Monday, May 21, 2007

Living the Faith

Interesting experience finding myself the target of a group of women who are trying to prevent others who don’t understand, refuse to understand or just plain disagree with the RC church from sharing their opinion. I posted about the suicide and the disconnect that seemed evident in the lives of the family. My whole point was not about whether the RC should have done the service, but that the family clung to a set of values that they did not really believe — or at least did not live.

Thanks to the person who wrote me to tell me how I became the target. I tried to reply but my e-mail was kicked back.

That to me is the paradox. Why we claim allegiance to something, yet have no practical application. I would have asked the same question whether he was clutching a rosary or a KJV Bible. Neither were a part of his life.

The question that I ask is WHY? Why the allegiance to the RC, UMC, Baptist or whatever faith tradition, if we do not live it? The hypocrisy of clinging to a false faith suggests that we all (whatever tradition we are in) have failed this family.

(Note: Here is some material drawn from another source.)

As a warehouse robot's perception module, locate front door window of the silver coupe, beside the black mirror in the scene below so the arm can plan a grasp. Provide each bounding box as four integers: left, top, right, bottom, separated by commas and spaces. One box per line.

I am willing to minister to these families in need (Even when others won’t, refuse to, cannot — that is not the issue) because I want to try to bridge the gap that exists in the survivors lives. Religion is meant to be lived, not a magic ticket to heaven or anywhere else.

1 comment:

Unload Your Sins said...

The question of why people cling to things they do not necessarily totally believe in (I'm paraphrasing) is a good one. It also is relevant to things beyond the church--like politics, ethnicity, nationality, etc. We are human beings, we are social animals. We need to feel we belong to a tribe--that is simply how we are hardwired from a social and biological standpoint--and for some very good reasons. I guess another question is, when we pledge loyalty to a group or religion, are we bound to believe 100% of the Canon? Or can we pick and choose? Or is it more important to follow what one's heart sees as the true, basic messages that Jesus Christ tried to teach us and accept the organized religion of our choice as only a way to find the tribal identity we need to feel more comfortable as human beings? The basic teachings of the Bible--don't lie, cheat, hurt others, judge, etc--are fairly consistent across the board. We all know what those things mean. It just takes a strong conviction to standup when your official tribe doctrine is obviously going against those teachings. Jesus did stood up to his religious leaders and look what happened to him. It's a scary thing to stand up for what's right sometimes; sometimes standing up for what's right is the same thing as casting yourself out of your tribe and that goes against some very deeply ingrained instincts.